Now, if we were to maximize for carbon sequestration, we’d plant that all up in trees. Right? But growing trees would destroy the grassland habitat. This brings us back to the idea of nature positive. These are trade-offs we all have to make in managing lands or properties. At Duke Farms, we’re saying we are not going to maximize carbon uptake because we have grassland habitat, we have cows, we have birds; and endangered birds is really our conservation target. So, we’re trying to use cattle to manage these habitats rather than mowing, which has the added benefit of adding carbon to the soil. It is a very cool agroecology system that might be able to be mimicked other places for grass and birds. 

CLIMATE TOOLKIT: 
I love thinking about this opportunity at Duke Farms for demonstration of best practices – especially with rotational grazing.
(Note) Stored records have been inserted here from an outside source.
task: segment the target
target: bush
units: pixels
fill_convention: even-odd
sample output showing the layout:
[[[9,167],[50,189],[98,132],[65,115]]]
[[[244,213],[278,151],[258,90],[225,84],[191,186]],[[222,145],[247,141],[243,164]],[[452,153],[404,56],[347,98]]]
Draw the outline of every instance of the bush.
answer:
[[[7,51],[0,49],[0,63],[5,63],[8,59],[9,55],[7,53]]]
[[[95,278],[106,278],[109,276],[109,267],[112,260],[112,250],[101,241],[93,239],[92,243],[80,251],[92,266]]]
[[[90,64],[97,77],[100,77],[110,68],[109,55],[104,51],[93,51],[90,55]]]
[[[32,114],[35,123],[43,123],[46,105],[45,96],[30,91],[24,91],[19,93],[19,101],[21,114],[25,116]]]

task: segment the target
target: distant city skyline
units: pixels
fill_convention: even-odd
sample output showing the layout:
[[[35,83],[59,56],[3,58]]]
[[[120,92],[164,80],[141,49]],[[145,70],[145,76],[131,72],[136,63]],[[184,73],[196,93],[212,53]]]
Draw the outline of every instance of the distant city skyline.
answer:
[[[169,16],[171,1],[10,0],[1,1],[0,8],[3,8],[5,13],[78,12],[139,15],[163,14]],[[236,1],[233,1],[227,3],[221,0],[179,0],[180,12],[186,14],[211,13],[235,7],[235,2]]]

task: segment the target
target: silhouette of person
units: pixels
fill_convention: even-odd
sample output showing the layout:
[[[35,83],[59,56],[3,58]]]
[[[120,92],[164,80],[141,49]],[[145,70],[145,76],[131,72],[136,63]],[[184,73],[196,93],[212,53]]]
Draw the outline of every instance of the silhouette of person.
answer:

Has there been any conversation about connecting with industrial farmers, or folks that practice non-ecological ways of farming, and showing them that rotational grazing is a very beneficial practice for managing both cattle and land?  

JON WAGAR: 
We’re working now with a few like-minded farmers around the area – there are a lot of young farmers coming up that are inheriting family farms and don’t want to do standard row crops. There’s a real opportunity, but there are also some bottlenecks. For example, we don’t have infrastructure at Duke Farms for a slaughterhouse and butchers here. We have to take everything to Pennsylvania, which is costly. So, all of our cattle get processed there, and then returned for our farm to fork café operations. We’ve been donating a lot of it as well to food banks, which has been great because we’re able to offer super high-quality, grass-fed beef, that’s been finished on grain. It’ll get finished by someone who is a specialty finisher for grass-fed beef – and then Duke Farms works on co-marketing the product with them. The idea is to help the industry along too, looking at it within this larger context. Then we can help hopefully jumpstart this movement and advocate for best practices. And I think we’re realizing there’s a huge market, especially in New Jersey, for local beef that’s grass-fed and bird friendly – and that it can demand a real premium.  

And that’s the thing with grass and bird habitats. You want to maintain certain conditions of the pastures, certain grass heights, and you want to be moving the cows quite frequently, which is different than most beef cattle operations. And I think what we’re showing at Duke Farms is that you can do both and get more highly productive pastures, which is what the birds want and what the cows want. So, we’re doing this real intensively managed grazing system. We’ve been doing it for a while, and we’re just refining the business model now. But again, it’s one of these trade-offs. You wouldn’t have cows if you were trying to really maximize carbon sequestration. 

CLIMATE TOOLKIT: 
I wonder if there’s an argument to be made about this. Potentially, yes, you’re not maximizing carbon sequestration locally in your fields – yet by doing outreach and providing demonstration of how to properly manage cattle and grasslands together, perhaps you make a greater impact. If you had the intention to connect with 100 cattle farmers, and these 100 farms decided to adopt rotational grazing on their properties, then suddenly you have a much larger carbon sequestration impact than you would just on your one localized area.  

JON WAGAR: 
Absolutely. We have to realize the fact that people aren’t going to stop eating meat. Right? However, if there are more sustainable ways to raise that meat, more healthy and humane ways that we can demonstrate, that’s probably a good thing. You can really use cows to improve grassland habitat and soil if you do it right. So that’s the nature-positive aspect. We’re doing tons of restoration, a lot of agroecology, but not everything is going to be for maximizing carbon sequestration. I think that’s a really good point that sometimes people miss. We can get too wrapped up in ideas: climate, carbon, sequestration… But then we sort of miss the nature piece. Our benefactors at Duke Farms basically said that this property must be used for the benefit of wildlife and agriculture. So, we take what Doris Duke said and try to interpret it within a modern-day context. And this is where we’ve landed: being nature positive and carbon negative.